Location
CS2311
Event Description

Exploring the Power of Heterogeneous Information Sources

Nowadays, a vast ocean of data are collected from trillions of connected devices everyday. Useful knowledge is usually buried in multiple genres of data, which are from different sources, in different formats, and with different types of representation. Many interesting patterns cannot be extracted from a single data collection, but have to be discovered from the integrative analysis of all heterogeneous data sources available. Although many algorithms have been developed to analyze multiple information sources, real applications continuously pose new challenges: Data can be gigantic, noisy, unreliable, dynamically evolving, highly imbalanced, and heterogeneous. Meanwhile, users provide limited feedback, have growing privacy concerns, and ask for actionable knowledge. In this talk, I will discuss our research on exploring the power of multiple heterogeneous information sources in challenging learning scenarios. I will present two perspectives of learning from multiple sources, i.e., exploring their similarities (knowledge integration) or their differences (inconsistency detection). First, for knowledge integration, we proposed a graph-based consensus maximization framework to combine multiple supervised and unsupervised models, which significantly improves classification accuracy.

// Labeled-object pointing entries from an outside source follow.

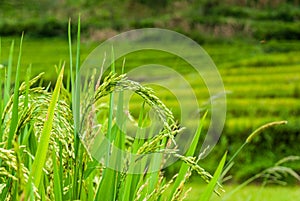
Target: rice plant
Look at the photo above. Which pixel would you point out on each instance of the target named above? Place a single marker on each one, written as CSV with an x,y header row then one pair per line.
x,y
42,156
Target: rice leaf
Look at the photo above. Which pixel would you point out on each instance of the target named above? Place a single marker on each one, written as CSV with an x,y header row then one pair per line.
x,y
213,182
40,157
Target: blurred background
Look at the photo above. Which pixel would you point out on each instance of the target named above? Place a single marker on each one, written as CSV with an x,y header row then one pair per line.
x,y
254,43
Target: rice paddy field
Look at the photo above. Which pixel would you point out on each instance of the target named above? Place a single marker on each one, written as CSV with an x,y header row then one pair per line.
x,y
262,82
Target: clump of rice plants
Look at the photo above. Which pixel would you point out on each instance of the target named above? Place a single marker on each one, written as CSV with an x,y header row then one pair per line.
x,y
42,156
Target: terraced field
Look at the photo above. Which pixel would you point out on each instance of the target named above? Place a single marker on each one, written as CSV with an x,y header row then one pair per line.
x,y
262,83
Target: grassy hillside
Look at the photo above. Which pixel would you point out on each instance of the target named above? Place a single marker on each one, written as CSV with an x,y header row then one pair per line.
x,y
203,20
262,81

Second, we developed approaches based on matrix factorization and spectral embedding to detect objects performing inconsistently across multiple sources as a new type of anomalies. I will show the effectiveness of these general learning techniques with a few sample applications in social media, networking, cyber security and bioinformatics.

 

Jing Gao is an assistant professor in the Computer Science and Engineering Department at the University at Buffalo, The State University of New York. She is broadly interested in data and information analysis with a focus on information integration, ensemble methods, transfer learning, anomaly detection and mining data streams. She obtained her PhD degree in Computer Science from University of Illinois at Urbana-Champaign in 2011. Her thesis work was supported by IBM PhD fellowship and lead to a well-received tutorial at SDM’10 conference. She has published more than 30 papers in refereed journals and conferences.